Talks and presentations

Thesis Defense

July 15, 2025

Talk, University of Toulouse, CerCo - CNRS, Toulouse, France

This talk examines neural synchrony (i.e., the coordinated timing of neuronal activity) as a potential mechanism for visual binding. I introduce three artificial neural network models that induce synchrony through different dynamics and show that these models improve object representation, robustness, and human-like generalization. I then compare these computational results with shared temporal variance (STV, proxy for synchrony) measured in primate IT cortex, revealing information carried by temporal signals that firing rates alone do not capture. Together, the work provides new evidence that temporal coordination supports visual perception and offers a framework for aligning ANN dynamics more closely with the brain.

VSS Talk on Reverse Predictivity

June 18, 2025

Talk, Vision Science Society (VSS) Conference, TradeWinds Island Resorts, St. Pete Beach, Florida, USA

How should we evaluate whether an artificial neural network truly represents objects the way the primate visual system does? In this talk, we introduce Reverse Predictivity, a complementary metric that tests how well population activity in macaque IT can predict the internal (IT-like) units of models. Using large-scale time-resolved IT recordings and features from diverse ANN architectures, we show that reverse predictivity reveals alignment patterns that traditional encoding analyses (i.e., forward predictivity) miss. Combined, forward and reverse predictivity provide a more complete picture of model–brain similarity, exposing representational differences that are invisible when using only a one-directional evaluation.

ICLR Presentation on FeatureTracker

April 24, 2025

Talk, International Conference on Learning Representations (ICLR), Singapore EXPO

We introduce FeatureTracker, a benchmark designed to test whether models can track objects even as their appearance change. We also design a complex-valued recurrent neural network that relies on phase synchrony to dynamically bind features belonging to the same object. As the object transforms, neurons representing it align their phases, creating a stable temporal signature that supports robust tracking. Across diverse transformations, synchrony-based tracking outperforms appearance-based baselines, showing that temporal coordination provides a powerful inductive bias for feature binding.

AI Tasting Seminar

September 07, 2023

Talk, Torus AI, Toulouse, France

Attribution methods are essential for understanding how deep networks make decisions, yet prediction-based approaches routinely outperform classic gradient-based ones. We show that the key difference lies in their frequency content: gradient-based attribution maps contain excessive high-frequency noise, while prediction-based maps do not. By analyzing gradients across multiple CNN classifiers, we trace this noise to aliasing introduced during downsampling operations. Applying an optimal low-pass filter removes this high-frequency contamination and dramatically improves the performance of gradient-based methods, reshaping the ranking of state-of-the-art attribution techniques. Our results highlight a simple principle—filtering out high-frequency noise restores the faithfulness of gradients, and point toward a renewed appreciation of efficient, interpretable gradient-based explanations.

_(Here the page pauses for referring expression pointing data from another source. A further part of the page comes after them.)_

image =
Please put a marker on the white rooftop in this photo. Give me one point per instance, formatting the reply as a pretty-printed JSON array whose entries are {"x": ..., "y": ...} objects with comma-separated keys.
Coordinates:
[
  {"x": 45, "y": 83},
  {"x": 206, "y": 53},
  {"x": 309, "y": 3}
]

CCN 2022 Contributed Talk on Neural ODEs

August 28, 2022

Talk, Conference on Cognitive Computational Neuroscience (CCN), San Francisco, CA, USA

This talk explores how standard (discretized) deep-learning implementations of neuroscience models often distort their underlying differential equations, limiting both performance and dynamical accuracy. We present neural ODEs as a more faithful alternative, allowing large-scale models to be trained end-to-end using precise and adaptive ODE solvers. Using predictive coding and hGRU as case studies, we show that neural-ODE implementations yield more stable dynamics and better task performance than conventional Euler-based updates, highlighting neural ODEs as a powerful framework for scaling biologically inspired models without sacrificing their continuous-time structure.